The same magazine restrictions apply to semiautomatic center fire pistols with a different set of features, where the fore-end and threaded barrel are relevant. Pistols must also begin life as single-shot bolt or break-action firearms, where you cannot start with a raw receiver because those can only be DROS'd as long arms and would become illegal short barreled rifles under California law when built as pistols. As of January 1, 2015 temporarily altered semi-automatics are not allowed. DOJ sent a letter to FFLs asserting Franklin Armory's never-fired AR15 pistol with a wooden dowel in the buffer tube was temporarily altered although as the manufacturer they guaranteed it had never operated semi-automatically. DOJ knows what guns you have, and could ask you to surrender them when it changed its mind. People mill 80% AR15s and bend flats to steer clear of these issues. Searching calguns.net for "SSE 2.0" will yield other peoples' opinions.
Without parts like bolt and carrier a gun is not semi-automatic although that's less legally certain on a HK clone receiver than an AR15 lower with bolt action upper halves commercially available. Without barrel a receiver isn't center fire - you could press in a .22 rim fire barrel. Without a stock it's not a rifle - you could build it with a pistol grip or spade grips, although a paranoid person would avoid dropping under 26" total length so it's unambiguously not an illegal short barreled rifle. You may also be short a banned feature.
There's a lot of discussion on calguns.net surrounding SB-880/AB-1135.

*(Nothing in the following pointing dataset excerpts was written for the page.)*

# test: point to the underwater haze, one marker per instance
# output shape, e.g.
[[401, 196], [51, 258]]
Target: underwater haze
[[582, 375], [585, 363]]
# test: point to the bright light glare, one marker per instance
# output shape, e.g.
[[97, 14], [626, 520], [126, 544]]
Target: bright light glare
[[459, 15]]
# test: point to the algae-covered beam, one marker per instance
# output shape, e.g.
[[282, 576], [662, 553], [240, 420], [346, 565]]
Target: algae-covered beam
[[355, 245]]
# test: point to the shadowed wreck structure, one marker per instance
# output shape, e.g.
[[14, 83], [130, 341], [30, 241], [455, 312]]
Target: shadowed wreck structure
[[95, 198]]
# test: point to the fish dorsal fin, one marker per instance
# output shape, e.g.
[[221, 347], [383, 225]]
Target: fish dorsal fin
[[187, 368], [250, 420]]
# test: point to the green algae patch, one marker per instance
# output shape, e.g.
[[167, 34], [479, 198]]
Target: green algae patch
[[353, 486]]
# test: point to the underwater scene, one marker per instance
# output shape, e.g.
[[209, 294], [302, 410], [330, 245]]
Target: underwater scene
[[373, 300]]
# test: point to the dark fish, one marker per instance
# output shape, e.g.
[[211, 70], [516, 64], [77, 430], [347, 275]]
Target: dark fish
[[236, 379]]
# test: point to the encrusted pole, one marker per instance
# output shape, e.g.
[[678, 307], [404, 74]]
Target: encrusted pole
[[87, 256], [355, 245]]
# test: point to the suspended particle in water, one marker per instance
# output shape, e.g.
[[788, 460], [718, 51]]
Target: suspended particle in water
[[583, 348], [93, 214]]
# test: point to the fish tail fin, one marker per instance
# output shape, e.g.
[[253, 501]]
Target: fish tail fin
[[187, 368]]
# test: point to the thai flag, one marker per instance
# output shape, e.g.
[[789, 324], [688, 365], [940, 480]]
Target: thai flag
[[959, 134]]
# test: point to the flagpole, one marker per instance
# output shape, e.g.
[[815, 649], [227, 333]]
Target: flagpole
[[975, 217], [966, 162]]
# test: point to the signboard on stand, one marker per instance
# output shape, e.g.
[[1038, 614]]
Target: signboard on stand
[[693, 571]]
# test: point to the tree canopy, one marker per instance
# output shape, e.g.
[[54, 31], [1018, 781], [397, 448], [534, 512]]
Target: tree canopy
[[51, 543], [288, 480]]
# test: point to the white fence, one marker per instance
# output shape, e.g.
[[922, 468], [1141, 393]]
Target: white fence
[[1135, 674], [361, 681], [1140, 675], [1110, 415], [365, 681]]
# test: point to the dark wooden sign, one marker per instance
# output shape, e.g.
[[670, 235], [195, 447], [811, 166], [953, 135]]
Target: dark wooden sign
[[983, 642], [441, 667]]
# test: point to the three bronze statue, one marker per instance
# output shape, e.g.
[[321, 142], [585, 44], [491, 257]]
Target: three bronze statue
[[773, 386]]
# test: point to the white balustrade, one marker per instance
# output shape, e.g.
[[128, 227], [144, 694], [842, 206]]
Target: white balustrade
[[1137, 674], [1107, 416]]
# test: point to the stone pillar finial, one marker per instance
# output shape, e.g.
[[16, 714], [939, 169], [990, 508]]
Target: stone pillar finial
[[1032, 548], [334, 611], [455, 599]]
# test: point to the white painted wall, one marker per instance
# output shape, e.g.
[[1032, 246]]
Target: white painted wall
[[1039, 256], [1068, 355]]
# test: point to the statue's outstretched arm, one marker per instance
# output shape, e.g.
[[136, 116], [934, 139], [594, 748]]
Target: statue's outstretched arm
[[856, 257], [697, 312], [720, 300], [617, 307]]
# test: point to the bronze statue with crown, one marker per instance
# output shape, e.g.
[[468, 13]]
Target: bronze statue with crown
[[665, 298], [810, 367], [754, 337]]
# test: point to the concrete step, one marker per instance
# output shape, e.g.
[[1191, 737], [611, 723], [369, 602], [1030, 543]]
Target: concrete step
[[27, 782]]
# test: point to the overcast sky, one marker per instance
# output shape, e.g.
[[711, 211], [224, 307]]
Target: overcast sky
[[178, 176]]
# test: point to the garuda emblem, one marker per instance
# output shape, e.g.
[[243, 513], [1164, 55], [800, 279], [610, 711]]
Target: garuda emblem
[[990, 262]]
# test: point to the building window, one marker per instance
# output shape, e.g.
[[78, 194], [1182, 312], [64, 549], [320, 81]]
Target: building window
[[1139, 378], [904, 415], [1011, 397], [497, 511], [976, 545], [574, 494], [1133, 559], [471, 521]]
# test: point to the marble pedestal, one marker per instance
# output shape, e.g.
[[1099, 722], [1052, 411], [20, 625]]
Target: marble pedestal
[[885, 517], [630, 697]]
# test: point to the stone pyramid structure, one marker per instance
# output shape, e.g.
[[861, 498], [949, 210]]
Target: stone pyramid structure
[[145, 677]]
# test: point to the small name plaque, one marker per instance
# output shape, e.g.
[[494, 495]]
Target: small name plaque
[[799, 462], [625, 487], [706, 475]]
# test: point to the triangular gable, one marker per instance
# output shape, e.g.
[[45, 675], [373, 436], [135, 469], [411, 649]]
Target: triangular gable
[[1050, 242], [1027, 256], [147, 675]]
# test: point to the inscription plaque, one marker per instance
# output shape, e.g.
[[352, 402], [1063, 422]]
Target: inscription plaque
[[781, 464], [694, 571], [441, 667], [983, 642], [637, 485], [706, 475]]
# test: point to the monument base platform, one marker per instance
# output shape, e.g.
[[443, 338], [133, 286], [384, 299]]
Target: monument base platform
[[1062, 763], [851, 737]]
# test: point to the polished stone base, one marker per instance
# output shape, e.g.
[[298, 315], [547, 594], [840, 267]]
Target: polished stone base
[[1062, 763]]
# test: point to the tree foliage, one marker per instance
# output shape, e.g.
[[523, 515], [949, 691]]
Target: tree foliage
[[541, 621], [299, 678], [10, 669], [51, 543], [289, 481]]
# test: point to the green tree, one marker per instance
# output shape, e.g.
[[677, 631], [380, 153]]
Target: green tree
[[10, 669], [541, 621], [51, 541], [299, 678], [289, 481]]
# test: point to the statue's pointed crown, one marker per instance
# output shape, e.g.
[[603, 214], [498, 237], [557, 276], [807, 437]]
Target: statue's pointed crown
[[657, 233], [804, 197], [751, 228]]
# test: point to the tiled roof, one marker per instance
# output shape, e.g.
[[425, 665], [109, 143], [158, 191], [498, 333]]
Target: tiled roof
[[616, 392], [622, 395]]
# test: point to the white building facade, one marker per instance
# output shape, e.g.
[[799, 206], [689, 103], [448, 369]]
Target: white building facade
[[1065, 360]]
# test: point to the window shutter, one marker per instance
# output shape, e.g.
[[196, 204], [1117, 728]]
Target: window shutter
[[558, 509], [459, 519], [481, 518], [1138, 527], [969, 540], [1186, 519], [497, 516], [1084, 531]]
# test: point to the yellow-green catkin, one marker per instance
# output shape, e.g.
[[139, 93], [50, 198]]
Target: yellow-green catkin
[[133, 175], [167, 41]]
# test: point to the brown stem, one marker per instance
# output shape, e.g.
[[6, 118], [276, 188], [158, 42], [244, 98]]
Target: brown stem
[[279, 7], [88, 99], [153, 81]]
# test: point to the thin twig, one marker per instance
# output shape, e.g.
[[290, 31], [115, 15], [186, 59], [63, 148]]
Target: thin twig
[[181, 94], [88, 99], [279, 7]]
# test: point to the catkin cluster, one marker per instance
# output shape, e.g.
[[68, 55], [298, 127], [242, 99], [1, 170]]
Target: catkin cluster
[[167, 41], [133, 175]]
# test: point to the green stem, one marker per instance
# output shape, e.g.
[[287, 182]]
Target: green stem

The laws say it must be in that configuration between January 1, 2001 and December 31 2016; but do not specify it needs to be that way on Midnight, January 1 2017. In theory parts like bolt carrier group, lower, and butt stock could be in your possession only long enough to mate with the receiver producing a currently legal gun which becomes an Assault Weapon on January 1, 2017.
I feel your pain.
Gunmageddon moved the timing on some of my planned purchases from "someday" to "this year before a potential post-election panic" and shopping has been less than relaxing.
I bought a December, 2000 Special Weapons SW5 HK94A2 clone to guarantee I'd have something, and am considering my options trading up to something nicer with a proper cocking tube and hanger. Atlantic's $1500 Omega complete upper would be nice if it was in stock, BPP's $1300 group buy sans bolt carrier group / rear sight is close (no paddle release, costs more once you add a bolt carrier group and sight), and I wonder if I could get a barrel pressed in and triple tower installed on a receiver with all welding done soon enough.
sorry again for the newb questions, im accustom to ar's but have always loved hk firearms. As far as building one myself as interesting as it would be i know that i don't have the skill set to do so, just gotta wait till a later date to build.
Legally that's not an option after January 1, 2017 without going "featureless" on a rifle with a grip wrap (Solar Tactical makes them for metal lowers and at least some plastic ones) or fixed magazine on a pistol, loading through the ejection port.
Our software jobs and weather are nice in California, but the gun laws stink.